Vectorial Fourier ptychography for high-resolution widefield polarization imaging in pathology and research
Unmet Need
In the United States, over 10,000 diagnostic imaging centers rely on microscopy for diagnostics, with 70-80% of healthcare decisions dependent on timely pathology-based tests, a demand that is expected to grow. Fourier ptychography offers a solution by merging multiple low-resolution images to create detailed, high-resolution composites across wide fields of view. However, this technique does not exploit polarization imaging, which captures additional detail in anisotropic tissue samples common in pathology. There is a need for a method that integrates Fourier ptychography with polarization imaging to enable high-resolution imaging of complex samples with wide fields of view.
Technology
Duke inventors have developed an advanced imaging system for high-resolution, widefield imaging of complex samples. This is intended to be used in healthcare diagnostic and biomedical research applications and is compatible with existing light and fluorescence microscopes. Specifically, this technology is a complete solution to integrate polarization imaging with Fourier ptychography (hardware and software). Vectorial Fourier ptychography (vFP) utilizes variable-angle illumination to recover the quantitative complex polarimetric properties of a specimen at high resolution in a large field-of-view. Variable angle illumination is achieved with an array of light and two polarization filters, and corresponding software includes an algorithm designed to solve for polarization properties of the sample at each spatial location. Properties may include sample phase, sample retardance, sample orientation, and sample diattenuation. This has been demonstrated in a variety of samples including the USAF resolution test target, mineral samples (randomly oriented monosodium urate crystals), and thin sections of fixed cardiac tissue to detect plaques – an important diagnostic indicator of the presence of cardiac amyloidosis.
Other Applications
This technology could be used for a variety of biomedical applications including digital pathology, hematology, immunohistochemistry and neuroanatomy.
Advantages
- Compatibility: The computational imaging method can be applied to any existing microscope hardware.
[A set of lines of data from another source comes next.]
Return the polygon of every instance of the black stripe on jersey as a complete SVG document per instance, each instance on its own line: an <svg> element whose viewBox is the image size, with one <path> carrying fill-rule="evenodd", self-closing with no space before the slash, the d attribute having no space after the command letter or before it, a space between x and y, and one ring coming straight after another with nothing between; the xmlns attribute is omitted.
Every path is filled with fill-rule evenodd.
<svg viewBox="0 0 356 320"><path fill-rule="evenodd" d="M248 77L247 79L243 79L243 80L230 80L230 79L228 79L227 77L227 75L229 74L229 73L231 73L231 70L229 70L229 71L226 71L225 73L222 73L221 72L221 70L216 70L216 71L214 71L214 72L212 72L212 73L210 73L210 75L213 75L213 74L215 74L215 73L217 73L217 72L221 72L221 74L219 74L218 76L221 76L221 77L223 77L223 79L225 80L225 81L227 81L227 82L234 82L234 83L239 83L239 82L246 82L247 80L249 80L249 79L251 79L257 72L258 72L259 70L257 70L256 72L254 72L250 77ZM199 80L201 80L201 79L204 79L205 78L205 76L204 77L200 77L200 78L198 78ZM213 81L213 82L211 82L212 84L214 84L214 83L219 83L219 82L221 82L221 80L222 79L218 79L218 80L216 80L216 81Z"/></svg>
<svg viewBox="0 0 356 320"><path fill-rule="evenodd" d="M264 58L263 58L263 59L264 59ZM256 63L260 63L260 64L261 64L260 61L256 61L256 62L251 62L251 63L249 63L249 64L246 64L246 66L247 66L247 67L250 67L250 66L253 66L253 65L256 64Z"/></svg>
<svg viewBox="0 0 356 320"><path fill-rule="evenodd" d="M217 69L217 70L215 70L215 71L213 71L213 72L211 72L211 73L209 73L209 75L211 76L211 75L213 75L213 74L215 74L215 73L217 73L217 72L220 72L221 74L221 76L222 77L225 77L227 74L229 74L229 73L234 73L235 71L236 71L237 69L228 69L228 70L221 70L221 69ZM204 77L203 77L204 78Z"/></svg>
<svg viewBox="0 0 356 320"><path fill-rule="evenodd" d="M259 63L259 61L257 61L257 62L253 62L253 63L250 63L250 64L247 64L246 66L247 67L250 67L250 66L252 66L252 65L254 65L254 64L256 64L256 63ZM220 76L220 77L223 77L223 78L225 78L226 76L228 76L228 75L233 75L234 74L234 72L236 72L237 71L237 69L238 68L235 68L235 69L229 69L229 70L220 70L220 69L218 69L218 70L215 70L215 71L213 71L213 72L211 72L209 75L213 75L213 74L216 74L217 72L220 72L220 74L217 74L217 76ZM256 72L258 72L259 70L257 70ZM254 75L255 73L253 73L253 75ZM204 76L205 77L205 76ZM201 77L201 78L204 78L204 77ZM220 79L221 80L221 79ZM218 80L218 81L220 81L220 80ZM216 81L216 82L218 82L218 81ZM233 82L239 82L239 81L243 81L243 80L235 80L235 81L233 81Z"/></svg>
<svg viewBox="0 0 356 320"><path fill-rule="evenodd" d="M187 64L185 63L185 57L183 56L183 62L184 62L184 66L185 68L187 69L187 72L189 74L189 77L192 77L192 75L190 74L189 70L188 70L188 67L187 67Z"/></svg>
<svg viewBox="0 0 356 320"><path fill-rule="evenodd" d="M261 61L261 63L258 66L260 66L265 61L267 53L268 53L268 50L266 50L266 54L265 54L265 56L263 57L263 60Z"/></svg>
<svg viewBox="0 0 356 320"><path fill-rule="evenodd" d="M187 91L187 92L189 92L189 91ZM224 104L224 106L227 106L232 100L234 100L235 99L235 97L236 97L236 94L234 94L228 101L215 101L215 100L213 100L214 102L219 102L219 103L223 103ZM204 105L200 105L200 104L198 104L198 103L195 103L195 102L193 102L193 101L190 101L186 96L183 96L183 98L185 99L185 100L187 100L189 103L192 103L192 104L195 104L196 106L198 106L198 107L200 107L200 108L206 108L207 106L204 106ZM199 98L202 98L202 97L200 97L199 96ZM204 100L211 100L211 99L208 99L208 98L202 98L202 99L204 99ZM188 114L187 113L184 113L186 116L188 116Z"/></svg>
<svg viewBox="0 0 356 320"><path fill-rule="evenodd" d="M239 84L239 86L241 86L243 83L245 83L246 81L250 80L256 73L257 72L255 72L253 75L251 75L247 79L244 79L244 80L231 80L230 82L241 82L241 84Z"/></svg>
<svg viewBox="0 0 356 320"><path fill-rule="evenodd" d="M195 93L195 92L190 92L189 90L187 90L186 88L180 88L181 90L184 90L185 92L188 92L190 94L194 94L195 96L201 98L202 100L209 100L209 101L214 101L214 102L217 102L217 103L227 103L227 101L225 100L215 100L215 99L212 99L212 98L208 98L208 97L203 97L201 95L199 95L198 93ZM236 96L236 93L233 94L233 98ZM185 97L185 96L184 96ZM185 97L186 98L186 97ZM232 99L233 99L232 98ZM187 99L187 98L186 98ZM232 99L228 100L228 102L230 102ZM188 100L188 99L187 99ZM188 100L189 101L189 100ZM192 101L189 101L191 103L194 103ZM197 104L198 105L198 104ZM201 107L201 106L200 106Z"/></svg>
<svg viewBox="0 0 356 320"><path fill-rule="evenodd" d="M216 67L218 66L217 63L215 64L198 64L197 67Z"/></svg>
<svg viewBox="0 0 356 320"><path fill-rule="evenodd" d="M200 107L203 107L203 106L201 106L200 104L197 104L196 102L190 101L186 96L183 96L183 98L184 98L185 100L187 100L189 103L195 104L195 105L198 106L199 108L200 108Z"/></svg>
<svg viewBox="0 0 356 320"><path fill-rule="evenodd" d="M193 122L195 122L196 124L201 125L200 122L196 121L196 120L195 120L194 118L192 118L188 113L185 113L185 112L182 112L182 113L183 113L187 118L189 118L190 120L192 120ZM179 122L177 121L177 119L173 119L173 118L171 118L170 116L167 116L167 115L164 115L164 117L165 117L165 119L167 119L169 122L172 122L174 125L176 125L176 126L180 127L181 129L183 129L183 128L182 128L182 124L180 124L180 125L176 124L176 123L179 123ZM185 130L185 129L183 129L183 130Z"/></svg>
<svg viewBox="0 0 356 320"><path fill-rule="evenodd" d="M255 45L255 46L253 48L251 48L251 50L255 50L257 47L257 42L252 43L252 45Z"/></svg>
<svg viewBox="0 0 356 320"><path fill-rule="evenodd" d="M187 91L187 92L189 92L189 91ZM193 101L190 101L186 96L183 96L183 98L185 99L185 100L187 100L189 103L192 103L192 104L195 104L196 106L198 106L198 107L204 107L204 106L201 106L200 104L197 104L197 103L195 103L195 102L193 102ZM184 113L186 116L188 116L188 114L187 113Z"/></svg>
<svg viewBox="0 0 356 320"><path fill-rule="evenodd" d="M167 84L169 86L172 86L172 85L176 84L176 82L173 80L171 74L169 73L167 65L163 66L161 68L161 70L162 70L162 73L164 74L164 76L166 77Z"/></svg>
- Efficiency: It enables faster imaging by eliminating the need for step-and-repeat tiling strategies to cover large areas.
- Enhanced Resolution: It improves spatial resolution across large fields-of-view beyond the standard optical limits imposed by an imaging lens, while also reducing image complexity.
- Image Quality: The system removes the effects of polarization-dependent aberrations from final image reconstructions, resulting in clearer and more accurate images.